IMO, Krugman gets this one (mostly) right. Stopped clock?
Conservatives DO NOT share libertarian ideas on free markets. They only care about privilege and getting handouts from the state for well to do white Christians.
http://krugman.blogs.nytimes.com/2013/08/17/conservatives-are-mostly-not-libertarians/?_r=1&
...most conservatives are not libertarians, even if they like to use libertarian rhetoric now and then.

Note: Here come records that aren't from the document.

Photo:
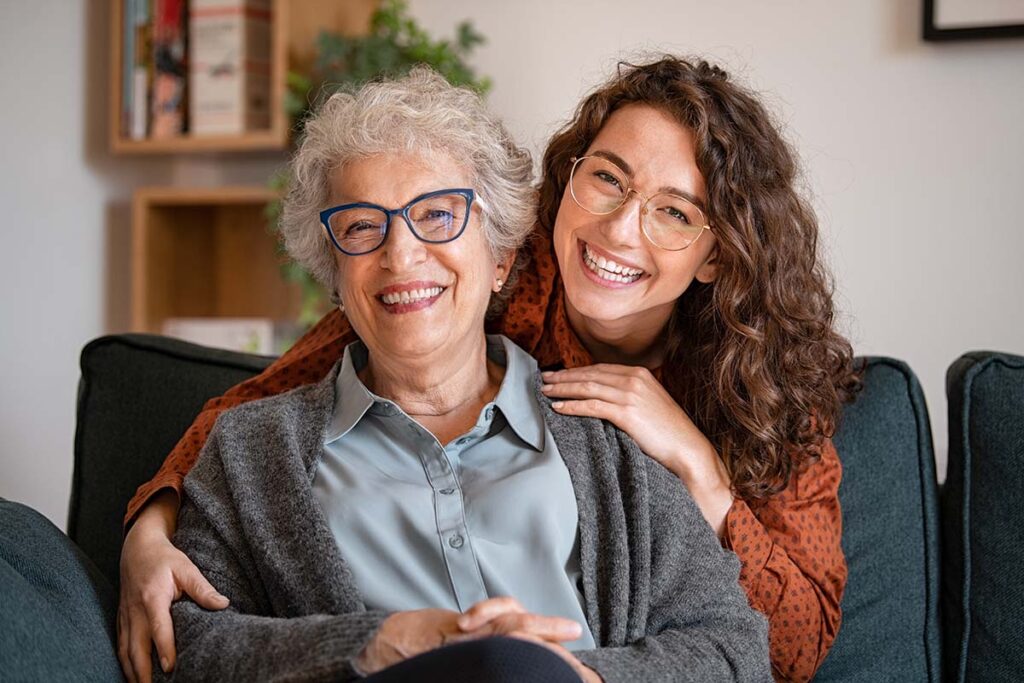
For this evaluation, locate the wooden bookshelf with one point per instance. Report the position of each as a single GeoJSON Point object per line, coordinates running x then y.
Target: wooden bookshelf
{"type": "Point", "coordinates": [295, 26]}
{"type": "Point", "coordinates": [207, 252]}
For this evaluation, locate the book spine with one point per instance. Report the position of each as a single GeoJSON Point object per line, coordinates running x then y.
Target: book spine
{"type": "Point", "coordinates": [127, 63]}
{"type": "Point", "coordinates": [169, 70]}
{"type": "Point", "coordinates": [228, 66]}
{"type": "Point", "coordinates": [140, 71]}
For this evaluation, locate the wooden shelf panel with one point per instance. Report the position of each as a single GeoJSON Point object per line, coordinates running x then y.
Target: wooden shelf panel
{"type": "Point", "coordinates": [206, 252]}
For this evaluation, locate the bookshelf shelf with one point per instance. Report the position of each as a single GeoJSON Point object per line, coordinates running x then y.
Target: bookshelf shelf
{"type": "Point", "coordinates": [294, 28]}
{"type": "Point", "coordinates": [205, 253]}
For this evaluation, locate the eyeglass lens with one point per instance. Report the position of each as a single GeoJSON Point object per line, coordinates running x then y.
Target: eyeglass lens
{"type": "Point", "coordinates": [438, 218]}
{"type": "Point", "coordinates": [601, 186]}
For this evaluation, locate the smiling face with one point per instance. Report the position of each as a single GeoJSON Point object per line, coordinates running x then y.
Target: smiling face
{"type": "Point", "coordinates": [410, 299]}
{"type": "Point", "coordinates": [612, 274]}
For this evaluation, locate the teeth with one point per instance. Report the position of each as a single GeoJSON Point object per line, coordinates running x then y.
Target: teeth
{"type": "Point", "coordinates": [411, 296]}
{"type": "Point", "coordinates": [611, 270]}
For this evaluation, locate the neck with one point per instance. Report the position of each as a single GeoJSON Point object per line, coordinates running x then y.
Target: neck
{"type": "Point", "coordinates": [435, 387]}
{"type": "Point", "coordinates": [632, 341]}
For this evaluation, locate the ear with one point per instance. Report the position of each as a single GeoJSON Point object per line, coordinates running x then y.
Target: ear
{"type": "Point", "coordinates": [502, 270]}
{"type": "Point", "coordinates": [709, 269]}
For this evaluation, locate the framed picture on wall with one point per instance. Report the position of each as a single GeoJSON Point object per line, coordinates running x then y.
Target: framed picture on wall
{"type": "Point", "coordinates": [971, 19]}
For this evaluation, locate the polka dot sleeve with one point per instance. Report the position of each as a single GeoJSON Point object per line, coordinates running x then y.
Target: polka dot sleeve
{"type": "Point", "coordinates": [793, 566]}
{"type": "Point", "coordinates": [308, 360]}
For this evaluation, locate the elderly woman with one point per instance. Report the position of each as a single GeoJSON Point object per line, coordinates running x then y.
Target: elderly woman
{"type": "Point", "coordinates": [425, 493]}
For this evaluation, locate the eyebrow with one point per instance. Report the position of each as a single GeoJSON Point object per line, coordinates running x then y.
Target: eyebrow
{"type": "Point", "coordinates": [623, 164]}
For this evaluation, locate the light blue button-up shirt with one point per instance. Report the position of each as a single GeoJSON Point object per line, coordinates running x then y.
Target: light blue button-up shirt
{"type": "Point", "coordinates": [424, 524]}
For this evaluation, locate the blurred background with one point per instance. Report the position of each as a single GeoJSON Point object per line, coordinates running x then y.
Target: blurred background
{"type": "Point", "coordinates": [911, 150]}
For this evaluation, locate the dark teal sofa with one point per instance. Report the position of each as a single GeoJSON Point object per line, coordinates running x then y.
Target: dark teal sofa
{"type": "Point", "coordinates": [138, 393]}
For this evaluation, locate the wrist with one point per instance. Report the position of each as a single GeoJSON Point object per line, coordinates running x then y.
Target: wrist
{"type": "Point", "coordinates": [160, 515]}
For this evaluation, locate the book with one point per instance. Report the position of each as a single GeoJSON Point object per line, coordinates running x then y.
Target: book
{"type": "Point", "coordinates": [141, 67]}
{"type": "Point", "coordinates": [228, 67]}
{"type": "Point", "coordinates": [170, 73]}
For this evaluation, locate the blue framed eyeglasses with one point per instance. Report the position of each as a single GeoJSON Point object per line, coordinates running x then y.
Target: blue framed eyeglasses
{"type": "Point", "coordinates": [434, 217]}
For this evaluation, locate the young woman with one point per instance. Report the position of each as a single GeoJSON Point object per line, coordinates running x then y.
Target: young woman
{"type": "Point", "coordinates": [674, 285]}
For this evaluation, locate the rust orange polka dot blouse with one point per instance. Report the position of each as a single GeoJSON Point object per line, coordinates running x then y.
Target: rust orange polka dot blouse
{"type": "Point", "coordinates": [793, 567]}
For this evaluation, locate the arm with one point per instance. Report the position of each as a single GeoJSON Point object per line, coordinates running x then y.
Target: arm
{"type": "Point", "coordinates": [247, 641]}
{"type": "Point", "coordinates": [699, 625]}
{"type": "Point", "coordinates": [793, 565]}
{"type": "Point", "coordinates": [308, 360]}
{"type": "Point", "coordinates": [154, 572]}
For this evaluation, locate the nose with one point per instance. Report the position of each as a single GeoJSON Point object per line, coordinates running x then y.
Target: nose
{"type": "Point", "coordinates": [401, 250]}
{"type": "Point", "coordinates": [623, 225]}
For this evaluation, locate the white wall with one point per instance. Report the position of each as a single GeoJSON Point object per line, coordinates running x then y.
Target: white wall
{"type": "Point", "coordinates": [912, 152]}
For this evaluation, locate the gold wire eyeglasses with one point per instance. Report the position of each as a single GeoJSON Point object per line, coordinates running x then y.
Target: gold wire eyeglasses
{"type": "Point", "coordinates": [599, 186]}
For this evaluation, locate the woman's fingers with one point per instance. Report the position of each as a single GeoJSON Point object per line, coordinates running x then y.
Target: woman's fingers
{"type": "Point", "coordinates": [124, 637]}
{"type": "Point", "coordinates": [590, 408]}
{"type": "Point", "coordinates": [485, 610]}
{"type": "Point", "coordinates": [158, 608]}
{"type": "Point", "coordinates": [139, 645]}
{"type": "Point", "coordinates": [552, 629]}
{"type": "Point", "coordinates": [587, 389]}
{"type": "Point", "coordinates": [192, 582]}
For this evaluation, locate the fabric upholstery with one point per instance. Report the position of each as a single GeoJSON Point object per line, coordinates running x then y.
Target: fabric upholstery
{"type": "Point", "coordinates": [890, 628]}
{"type": "Point", "coordinates": [137, 395]}
{"type": "Point", "coordinates": [56, 610]}
{"type": "Point", "coordinates": [983, 518]}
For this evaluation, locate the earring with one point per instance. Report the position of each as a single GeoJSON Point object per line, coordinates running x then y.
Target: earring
{"type": "Point", "coordinates": [336, 300]}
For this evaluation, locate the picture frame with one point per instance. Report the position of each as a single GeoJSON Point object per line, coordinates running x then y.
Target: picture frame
{"type": "Point", "coordinates": [972, 19]}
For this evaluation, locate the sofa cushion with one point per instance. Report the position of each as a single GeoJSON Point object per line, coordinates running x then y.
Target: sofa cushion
{"type": "Point", "coordinates": [890, 629]}
{"type": "Point", "coordinates": [56, 610]}
{"type": "Point", "coordinates": [983, 519]}
{"type": "Point", "coordinates": [137, 395]}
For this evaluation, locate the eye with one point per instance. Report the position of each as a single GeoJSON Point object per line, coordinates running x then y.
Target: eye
{"type": "Point", "coordinates": [676, 215]}
{"type": "Point", "coordinates": [438, 215]}
{"type": "Point", "coordinates": [608, 178]}
{"type": "Point", "coordinates": [360, 227]}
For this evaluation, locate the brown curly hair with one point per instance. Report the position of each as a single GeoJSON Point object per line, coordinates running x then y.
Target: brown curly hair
{"type": "Point", "coordinates": [753, 356]}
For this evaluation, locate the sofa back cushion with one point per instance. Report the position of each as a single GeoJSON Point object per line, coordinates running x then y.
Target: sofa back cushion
{"type": "Point", "coordinates": [137, 395]}
{"type": "Point", "coordinates": [890, 629]}
{"type": "Point", "coordinates": [983, 519]}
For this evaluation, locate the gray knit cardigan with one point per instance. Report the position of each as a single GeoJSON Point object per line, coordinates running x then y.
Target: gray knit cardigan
{"type": "Point", "coordinates": [662, 595]}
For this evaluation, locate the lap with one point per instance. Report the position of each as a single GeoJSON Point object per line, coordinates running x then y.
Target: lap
{"type": "Point", "coordinates": [494, 659]}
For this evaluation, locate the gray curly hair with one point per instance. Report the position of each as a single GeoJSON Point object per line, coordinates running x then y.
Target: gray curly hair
{"type": "Point", "coordinates": [421, 114]}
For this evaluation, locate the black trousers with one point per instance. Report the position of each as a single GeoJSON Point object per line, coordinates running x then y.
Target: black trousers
{"type": "Point", "coordinates": [489, 660]}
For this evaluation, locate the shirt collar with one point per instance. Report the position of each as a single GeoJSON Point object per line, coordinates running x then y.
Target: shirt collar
{"type": "Point", "coordinates": [351, 397]}
{"type": "Point", "coordinates": [515, 395]}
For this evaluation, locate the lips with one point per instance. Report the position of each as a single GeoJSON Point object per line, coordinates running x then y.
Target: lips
{"type": "Point", "coordinates": [607, 268]}
{"type": "Point", "coordinates": [407, 297]}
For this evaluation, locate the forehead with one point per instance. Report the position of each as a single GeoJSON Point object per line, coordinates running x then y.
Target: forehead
{"type": "Point", "coordinates": [658, 150]}
{"type": "Point", "coordinates": [394, 179]}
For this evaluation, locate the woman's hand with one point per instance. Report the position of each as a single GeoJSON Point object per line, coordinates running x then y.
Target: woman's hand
{"type": "Point", "coordinates": [407, 634]}
{"type": "Point", "coordinates": [631, 398]}
{"type": "Point", "coordinates": [497, 616]}
{"type": "Point", "coordinates": [154, 573]}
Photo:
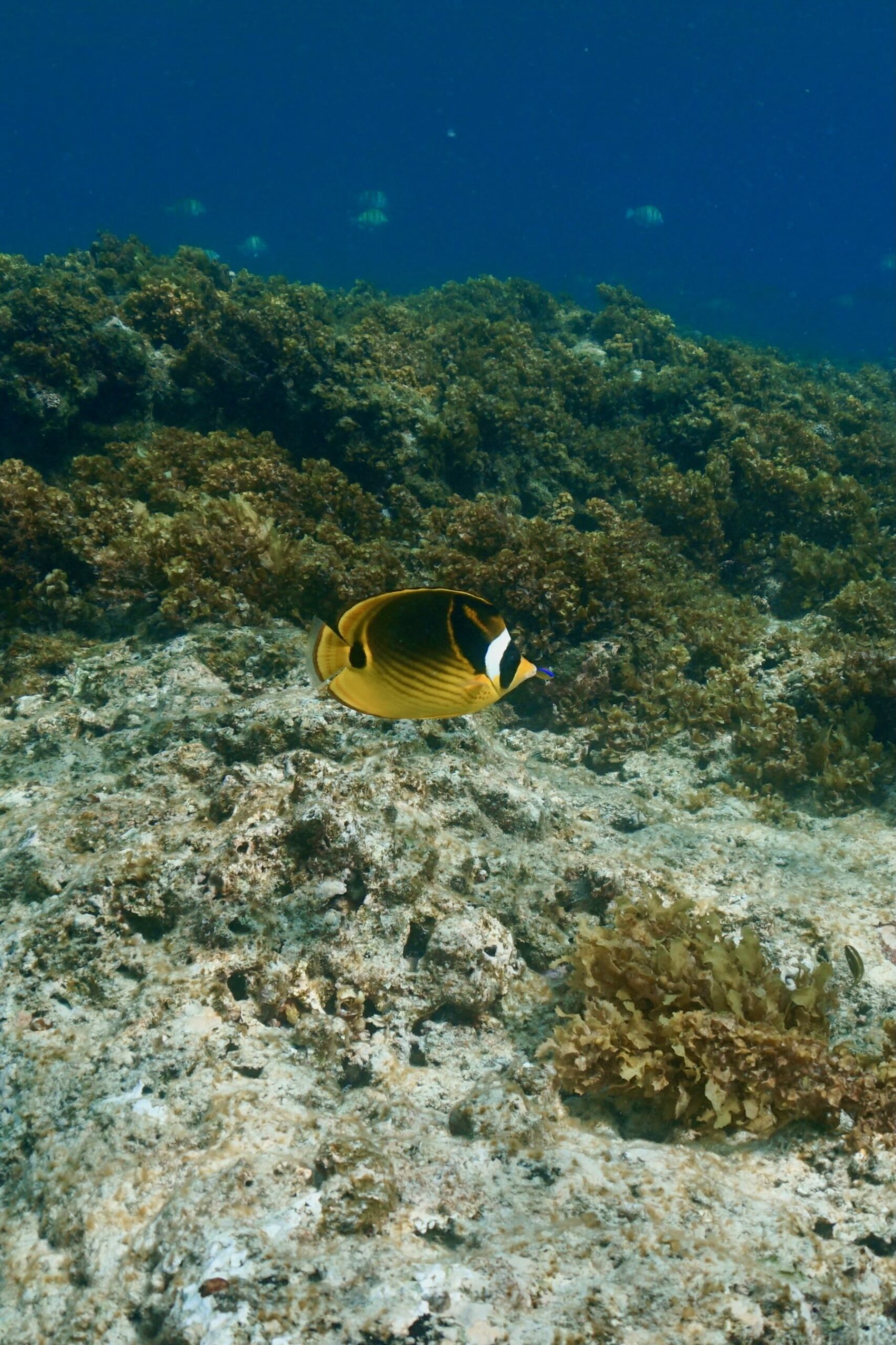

Think about it: the modern Republican party may be the party of deregulation and low taxes, but it’s also the party of social illiberalism. Someone like Rick Santorum firmly believes that the government has no right to tell business owners what they can do in the workplace, but has every right to tell ordinary citizens what they can do in the bedroom. William Buckley’s God and Man at Yale was in large part a diatribe against the notion that colleges were teaching students about unemployment and how to fight it; but what Buckley wanted was, in effect, for those colleges to get back to their proper role, which was religious indoctrination. In its heyday National Review was a staunch supporter of free markets; but it was also a staunch supporter of Jim Crow — which wasn’t just about the right of white business owners to discriminate against blacks, it was about a system of laws designed to protect white privilege.
All of this makes no sense if you think of liberalism versus conservatism as a simple argument about the size and role of the state. But it makes perfect sense if you follow Corey Robin, who sees it as being all about the protection of traditional hierarchy:
For that is what conservatism is: a meditation on, and theoretical rendition of, the felt experience of having power, seeing it threatened, and trying to win it back.